Guiding and communicating
Managers instead should handle layoffs with honesty, sensitivity and open communication, workplace researchers say. If they keep employees informed and show that they care about them, ex-employees more often stay loyal and sympathetic to the company, shows Folger's and Bies's research.
However, handling a layoff with composure can be difficult, which is where psychologists increasingly come in. Some are involved through companies' human resources departments; others consult with companies through outplacement and executive coaching firms. When called in to help, psychologists train managers, advise them throughout the process and offer post layoff and outplacement services to employees. They also refer employees to counselors for further support, as needed.
In particular, they help managers with employee communication--what to disclose, when and how, says psychologist Elliott Ross, EdD, of the outplacement firm, Manchester Inc. "We try to get managers to tell staff what they can, as soon as possible, and to stop the rumor mill," he says.

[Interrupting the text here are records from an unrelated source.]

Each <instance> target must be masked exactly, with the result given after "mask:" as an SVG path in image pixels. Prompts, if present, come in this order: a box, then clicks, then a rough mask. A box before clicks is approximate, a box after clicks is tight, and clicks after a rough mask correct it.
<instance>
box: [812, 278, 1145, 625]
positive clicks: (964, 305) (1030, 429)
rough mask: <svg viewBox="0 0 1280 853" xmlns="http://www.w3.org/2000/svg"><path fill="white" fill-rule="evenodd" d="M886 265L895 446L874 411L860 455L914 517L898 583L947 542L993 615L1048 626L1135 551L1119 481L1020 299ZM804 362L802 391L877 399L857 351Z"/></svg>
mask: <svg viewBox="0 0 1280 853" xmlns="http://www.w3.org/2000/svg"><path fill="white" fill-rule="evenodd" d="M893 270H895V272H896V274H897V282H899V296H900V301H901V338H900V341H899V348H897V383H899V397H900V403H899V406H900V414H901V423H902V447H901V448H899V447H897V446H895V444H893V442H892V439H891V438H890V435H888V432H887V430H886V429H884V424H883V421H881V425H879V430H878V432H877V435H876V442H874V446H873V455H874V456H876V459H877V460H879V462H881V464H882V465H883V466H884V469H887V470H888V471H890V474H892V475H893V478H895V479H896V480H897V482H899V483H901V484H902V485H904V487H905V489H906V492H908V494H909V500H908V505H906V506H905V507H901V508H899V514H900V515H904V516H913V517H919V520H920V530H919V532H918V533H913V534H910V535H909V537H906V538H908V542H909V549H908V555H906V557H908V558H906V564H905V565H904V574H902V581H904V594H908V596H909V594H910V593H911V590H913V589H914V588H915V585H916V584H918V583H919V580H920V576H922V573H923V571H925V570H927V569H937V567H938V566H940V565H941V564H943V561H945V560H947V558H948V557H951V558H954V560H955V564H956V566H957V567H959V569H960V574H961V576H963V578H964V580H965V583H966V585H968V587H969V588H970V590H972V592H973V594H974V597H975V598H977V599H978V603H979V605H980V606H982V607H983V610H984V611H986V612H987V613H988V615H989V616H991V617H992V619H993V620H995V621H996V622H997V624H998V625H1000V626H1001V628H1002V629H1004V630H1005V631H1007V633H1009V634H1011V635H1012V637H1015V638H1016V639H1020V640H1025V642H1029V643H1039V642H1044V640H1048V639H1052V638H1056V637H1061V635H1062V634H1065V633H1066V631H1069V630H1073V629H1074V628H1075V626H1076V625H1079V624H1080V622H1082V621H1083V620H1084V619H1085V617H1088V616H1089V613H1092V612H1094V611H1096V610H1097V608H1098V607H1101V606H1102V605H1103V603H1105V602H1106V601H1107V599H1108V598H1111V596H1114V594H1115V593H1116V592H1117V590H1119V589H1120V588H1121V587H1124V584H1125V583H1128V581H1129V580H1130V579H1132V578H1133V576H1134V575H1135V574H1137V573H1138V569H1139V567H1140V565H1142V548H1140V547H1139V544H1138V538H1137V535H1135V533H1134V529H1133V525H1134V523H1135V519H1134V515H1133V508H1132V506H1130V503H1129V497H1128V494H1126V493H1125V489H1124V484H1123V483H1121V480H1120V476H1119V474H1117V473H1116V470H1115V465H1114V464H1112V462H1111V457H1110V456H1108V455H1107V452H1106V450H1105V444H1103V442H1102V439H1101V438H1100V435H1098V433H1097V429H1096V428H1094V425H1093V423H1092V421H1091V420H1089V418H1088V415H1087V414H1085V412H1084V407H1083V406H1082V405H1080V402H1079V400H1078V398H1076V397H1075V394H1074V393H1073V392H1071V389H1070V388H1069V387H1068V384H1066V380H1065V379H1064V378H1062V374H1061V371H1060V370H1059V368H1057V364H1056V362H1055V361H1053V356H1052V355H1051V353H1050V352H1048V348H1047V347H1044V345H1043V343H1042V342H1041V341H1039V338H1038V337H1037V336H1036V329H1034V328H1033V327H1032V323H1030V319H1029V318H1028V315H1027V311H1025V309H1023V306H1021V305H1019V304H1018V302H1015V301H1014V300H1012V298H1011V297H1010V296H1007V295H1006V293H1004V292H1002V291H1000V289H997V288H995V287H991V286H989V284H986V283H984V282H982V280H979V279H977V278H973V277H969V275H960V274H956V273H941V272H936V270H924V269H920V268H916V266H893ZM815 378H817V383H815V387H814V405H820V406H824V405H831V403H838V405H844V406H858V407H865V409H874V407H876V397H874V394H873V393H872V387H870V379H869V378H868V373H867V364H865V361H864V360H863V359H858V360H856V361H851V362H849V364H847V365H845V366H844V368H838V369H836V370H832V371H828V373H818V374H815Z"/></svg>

Another challenge for managers, says NYU's Wiesenfeld, is formulating what to say to laid-off employees. Her advice: "Be empathic and show emotion. Offer an explanation. Say this has nothing to do with [your staff] and that you're sorry they got caught in the crossfire."
Yet at the same time, Ross cautions that psychologists must also consider a company's legal restrictions on communication about layoffs--"a delicate balance," he says. That balance may become less delicate, however, if psychologists spread the message that better employee treatment wards off legal threats.
As psychologist and executive coach Karol Wasylyshyn, PsyD, puts it: "When people have made a commitment to a company and have good intentions to meet their responsibilities, the least the company can do is allow them to make a graceful exit."